In the United States, hookworm is a disease found in impoverished areas. In one study site in Alabama, 34 percent of children recently were found to have hookworm eggs in their feces. In addition to pulmonary symptoms, hookworms cause iron deficiency, impair cognitive development, and lead to stunted growth in children. Because they feed on blood, anemia and fatigue often follow. Indeed, in the 1900s, hookworm infection was called “lazy disease.”

Hookworms are about 5 millimeters in length. After penetrating the skin, often through bare feet, hookworms travel in the bloodstream to the lungs. When they are coughed up and swallowed, they land in the gut. Hookworms do not reproduce in the body; their eggs are produced and lodged in feces, hatching outside the body.

Nair’s co-authors on the paper are Hashini M. Batugedara (first author), Jiang Li, Gang Chen, Dihong Lu, Jay J. Patel, Jessica C. Jang, Kelly C. Radecki, Abigail C. Burr, David D. Lo, and Adler R. Dillman.

The research was supported largely by grants from the National Institutes of Health. The UCR School of Medicine and Academic Senate provided some financial assistance.

A RELM review

Earlier this year, Nair and colleagues published a review paper in the journal Cytokine that focused on RELM.

“We discuss the discovery of these proteins in inflammatory diseases — asthma, autoimmune disease, sepsis — and conclusions that other researchers made that these proteins may be pathogenic in promoting inflammation,” Nair said. “But recent studies, including our own, suggest that RELM have more nuanced roles, including a beneficial role in dampening inflammation, promoting tissue repair, and killing pathogens. These findings better explain why we would have evolved to express such high quantities of these proteins.”

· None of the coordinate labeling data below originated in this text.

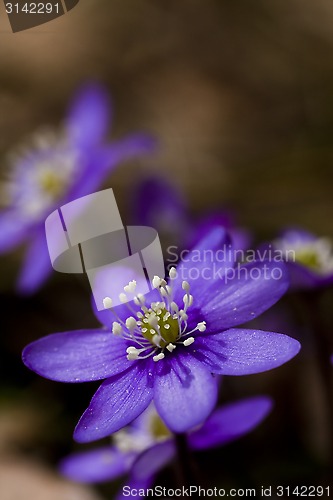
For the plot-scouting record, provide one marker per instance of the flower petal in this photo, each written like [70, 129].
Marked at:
[153, 459]
[37, 265]
[243, 352]
[204, 266]
[13, 230]
[78, 356]
[100, 163]
[95, 466]
[117, 402]
[230, 422]
[185, 392]
[245, 293]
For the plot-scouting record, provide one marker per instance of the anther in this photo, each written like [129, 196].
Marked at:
[117, 328]
[131, 323]
[130, 288]
[201, 326]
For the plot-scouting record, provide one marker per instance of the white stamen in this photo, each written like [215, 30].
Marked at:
[156, 340]
[107, 303]
[131, 323]
[166, 316]
[132, 353]
[188, 300]
[157, 282]
[174, 307]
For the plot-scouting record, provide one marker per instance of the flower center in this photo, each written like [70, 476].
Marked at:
[159, 328]
[40, 175]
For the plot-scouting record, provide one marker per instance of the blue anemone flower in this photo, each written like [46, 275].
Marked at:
[59, 167]
[168, 344]
[309, 258]
[142, 449]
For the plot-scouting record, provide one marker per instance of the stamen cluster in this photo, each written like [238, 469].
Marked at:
[158, 327]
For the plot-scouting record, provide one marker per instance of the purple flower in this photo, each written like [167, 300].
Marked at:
[144, 448]
[166, 345]
[309, 258]
[158, 203]
[60, 167]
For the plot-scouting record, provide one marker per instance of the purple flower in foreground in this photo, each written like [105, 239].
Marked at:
[309, 258]
[146, 446]
[167, 344]
[61, 167]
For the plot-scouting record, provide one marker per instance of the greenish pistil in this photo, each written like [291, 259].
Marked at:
[157, 328]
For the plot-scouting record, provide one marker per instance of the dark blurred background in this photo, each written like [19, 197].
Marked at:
[240, 96]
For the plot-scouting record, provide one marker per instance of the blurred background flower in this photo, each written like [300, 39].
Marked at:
[239, 95]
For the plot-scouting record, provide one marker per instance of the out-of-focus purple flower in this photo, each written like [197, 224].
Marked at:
[309, 258]
[144, 448]
[59, 167]
[167, 344]
[158, 203]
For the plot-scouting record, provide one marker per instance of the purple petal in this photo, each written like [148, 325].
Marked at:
[204, 266]
[231, 422]
[95, 466]
[244, 294]
[185, 392]
[37, 265]
[88, 117]
[302, 277]
[295, 235]
[158, 203]
[78, 356]
[152, 460]
[117, 402]
[133, 486]
[243, 352]
[13, 230]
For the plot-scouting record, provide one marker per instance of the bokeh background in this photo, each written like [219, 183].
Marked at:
[240, 97]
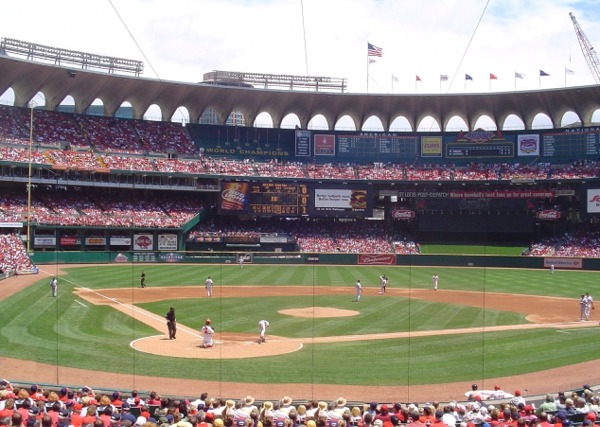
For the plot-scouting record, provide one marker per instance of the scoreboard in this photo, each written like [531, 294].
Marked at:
[575, 144]
[475, 149]
[264, 198]
[278, 198]
[377, 147]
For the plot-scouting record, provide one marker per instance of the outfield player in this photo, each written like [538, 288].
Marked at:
[589, 306]
[382, 283]
[358, 290]
[54, 286]
[208, 286]
[262, 329]
[171, 323]
[207, 333]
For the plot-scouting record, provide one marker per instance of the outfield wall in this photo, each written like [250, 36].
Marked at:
[492, 261]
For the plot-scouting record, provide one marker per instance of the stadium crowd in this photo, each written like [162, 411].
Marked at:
[99, 208]
[13, 255]
[87, 142]
[34, 406]
[323, 236]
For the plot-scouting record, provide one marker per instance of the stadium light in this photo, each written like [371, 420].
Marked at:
[59, 56]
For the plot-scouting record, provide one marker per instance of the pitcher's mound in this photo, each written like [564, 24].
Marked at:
[226, 346]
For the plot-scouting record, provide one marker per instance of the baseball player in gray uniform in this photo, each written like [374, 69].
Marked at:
[358, 289]
[262, 329]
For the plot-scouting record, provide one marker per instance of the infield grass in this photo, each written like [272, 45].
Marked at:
[69, 331]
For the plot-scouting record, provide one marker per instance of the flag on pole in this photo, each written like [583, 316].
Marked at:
[373, 50]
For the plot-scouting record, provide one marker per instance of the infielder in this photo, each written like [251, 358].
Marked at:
[382, 283]
[589, 305]
[582, 307]
[54, 286]
[207, 333]
[358, 289]
[208, 285]
[262, 329]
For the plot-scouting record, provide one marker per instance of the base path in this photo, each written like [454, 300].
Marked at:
[542, 312]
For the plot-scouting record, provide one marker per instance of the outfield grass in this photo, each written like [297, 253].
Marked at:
[65, 331]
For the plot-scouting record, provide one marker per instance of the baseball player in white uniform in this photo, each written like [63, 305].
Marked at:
[208, 286]
[54, 287]
[262, 329]
[358, 289]
[207, 333]
[582, 307]
[382, 283]
[589, 305]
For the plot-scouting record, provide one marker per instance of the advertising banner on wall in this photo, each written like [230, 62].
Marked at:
[377, 259]
[593, 200]
[120, 241]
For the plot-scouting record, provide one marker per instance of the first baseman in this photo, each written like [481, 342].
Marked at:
[262, 329]
[208, 285]
[358, 288]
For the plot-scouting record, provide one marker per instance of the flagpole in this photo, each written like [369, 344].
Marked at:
[367, 71]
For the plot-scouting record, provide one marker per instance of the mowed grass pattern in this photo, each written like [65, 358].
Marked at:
[68, 331]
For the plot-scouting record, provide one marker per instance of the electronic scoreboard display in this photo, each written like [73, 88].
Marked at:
[479, 149]
[573, 143]
[377, 147]
[278, 198]
[264, 198]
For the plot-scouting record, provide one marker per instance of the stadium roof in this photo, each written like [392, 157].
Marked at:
[28, 78]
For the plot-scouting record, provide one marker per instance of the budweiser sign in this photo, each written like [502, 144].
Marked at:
[403, 214]
[377, 259]
[548, 215]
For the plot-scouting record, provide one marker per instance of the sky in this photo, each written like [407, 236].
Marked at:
[180, 40]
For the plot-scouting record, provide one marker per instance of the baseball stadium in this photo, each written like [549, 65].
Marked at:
[298, 226]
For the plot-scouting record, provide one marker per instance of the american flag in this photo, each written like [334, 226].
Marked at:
[373, 50]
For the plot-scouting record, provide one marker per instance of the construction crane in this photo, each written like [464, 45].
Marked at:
[588, 50]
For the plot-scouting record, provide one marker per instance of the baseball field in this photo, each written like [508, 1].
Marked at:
[516, 327]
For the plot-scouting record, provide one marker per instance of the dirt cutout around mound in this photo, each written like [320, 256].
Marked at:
[542, 312]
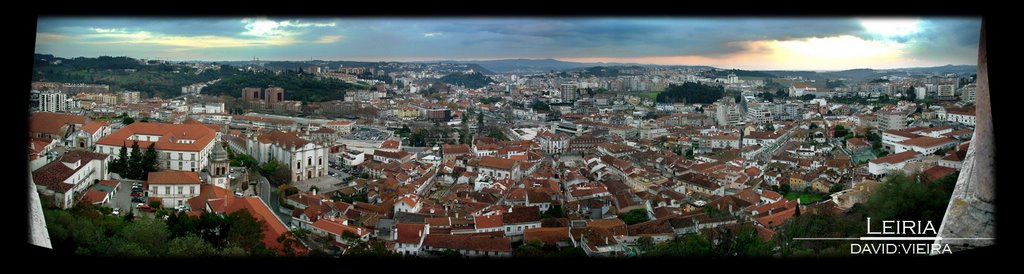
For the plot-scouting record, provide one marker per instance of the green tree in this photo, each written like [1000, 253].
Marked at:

The review underscores the disease tolerance concept, namely, that a host has evolved to evaluate the cost of killing a pathogen versus the amount of tissue damage it could cause.

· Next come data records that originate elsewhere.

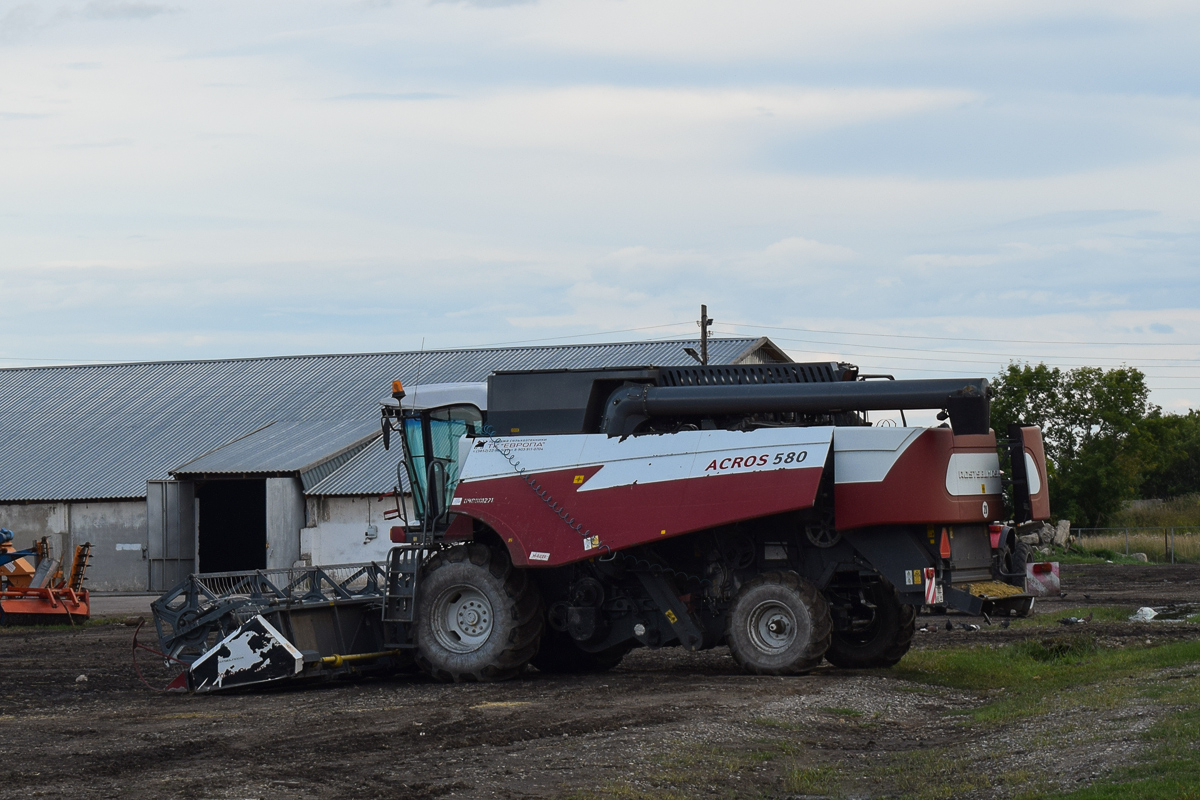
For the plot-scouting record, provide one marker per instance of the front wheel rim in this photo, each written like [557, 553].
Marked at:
[772, 627]
[462, 619]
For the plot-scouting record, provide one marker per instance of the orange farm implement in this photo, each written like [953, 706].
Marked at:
[34, 589]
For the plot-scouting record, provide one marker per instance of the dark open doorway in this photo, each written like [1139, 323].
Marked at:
[233, 525]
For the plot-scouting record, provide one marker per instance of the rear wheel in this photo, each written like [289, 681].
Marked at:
[478, 618]
[779, 625]
[885, 637]
[561, 655]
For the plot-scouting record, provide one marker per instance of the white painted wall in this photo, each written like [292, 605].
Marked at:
[337, 530]
[285, 518]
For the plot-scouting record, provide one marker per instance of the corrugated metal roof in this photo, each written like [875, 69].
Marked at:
[101, 431]
[371, 471]
[297, 446]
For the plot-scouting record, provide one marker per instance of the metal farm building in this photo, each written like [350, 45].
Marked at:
[177, 467]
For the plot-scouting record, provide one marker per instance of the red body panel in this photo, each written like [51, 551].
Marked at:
[624, 516]
[915, 488]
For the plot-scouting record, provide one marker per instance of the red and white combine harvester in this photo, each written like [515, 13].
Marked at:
[582, 513]
[565, 517]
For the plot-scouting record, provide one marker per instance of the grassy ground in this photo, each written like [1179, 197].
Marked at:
[1177, 512]
[1036, 695]
[1187, 547]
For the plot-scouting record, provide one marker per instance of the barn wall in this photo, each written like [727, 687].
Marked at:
[285, 518]
[337, 530]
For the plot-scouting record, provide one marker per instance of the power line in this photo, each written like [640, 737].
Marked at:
[994, 355]
[576, 336]
[964, 338]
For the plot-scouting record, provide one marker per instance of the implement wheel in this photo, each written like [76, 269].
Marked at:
[779, 625]
[478, 618]
[885, 639]
[561, 655]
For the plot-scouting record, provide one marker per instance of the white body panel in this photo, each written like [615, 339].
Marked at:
[651, 458]
[973, 474]
[867, 455]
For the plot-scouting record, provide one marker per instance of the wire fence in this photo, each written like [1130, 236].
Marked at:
[1163, 545]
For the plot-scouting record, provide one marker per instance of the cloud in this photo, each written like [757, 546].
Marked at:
[114, 10]
[391, 96]
[1080, 218]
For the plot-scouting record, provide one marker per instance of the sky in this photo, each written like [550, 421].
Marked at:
[924, 188]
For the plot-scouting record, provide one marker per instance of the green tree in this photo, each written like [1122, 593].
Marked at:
[1171, 465]
[1090, 420]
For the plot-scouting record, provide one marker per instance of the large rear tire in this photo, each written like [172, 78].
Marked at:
[779, 625]
[561, 655]
[478, 618]
[886, 638]
[1013, 559]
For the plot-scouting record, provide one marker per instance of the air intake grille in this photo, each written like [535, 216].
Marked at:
[822, 372]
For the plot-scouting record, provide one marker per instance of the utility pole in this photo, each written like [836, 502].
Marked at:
[705, 322]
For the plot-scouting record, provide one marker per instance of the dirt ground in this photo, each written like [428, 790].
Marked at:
[660, 715]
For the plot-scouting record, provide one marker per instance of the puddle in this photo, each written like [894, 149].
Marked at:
[1175, 613]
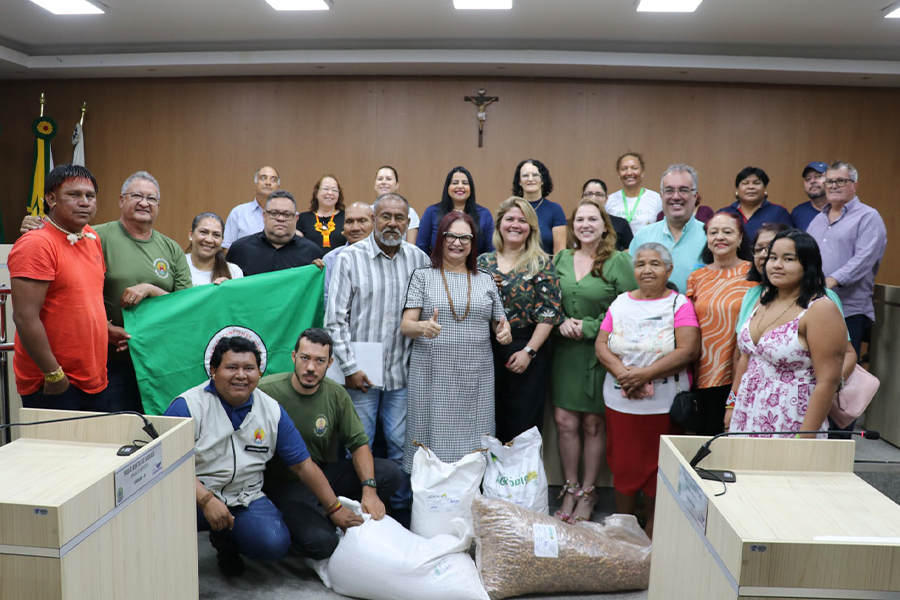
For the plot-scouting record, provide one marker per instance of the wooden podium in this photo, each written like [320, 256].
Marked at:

“Understanding the complex biology of RELM proteins and how to shift this balance from pathogenic to protective could have important clinical implications,” Nair said. “Beyond expression in inflammatory and infectious disease, these proteins are also found in cancer and metabolic disease, expanding the breadth of disease outcomes they may influence.”

On the move

Nair is a member of a growing team of infectious-disease researchers at UCR. Next year, she and several members of the group are slated to move into a new building on campus to enhance UCR’s strength in pathogenesis. In June 2019, Nair will teach a two-week course on parasites at the Marine Biological Laboratory, an international center for research and education in biological and environmental science in Woods Hole, Mass.; the course is open for enrollment.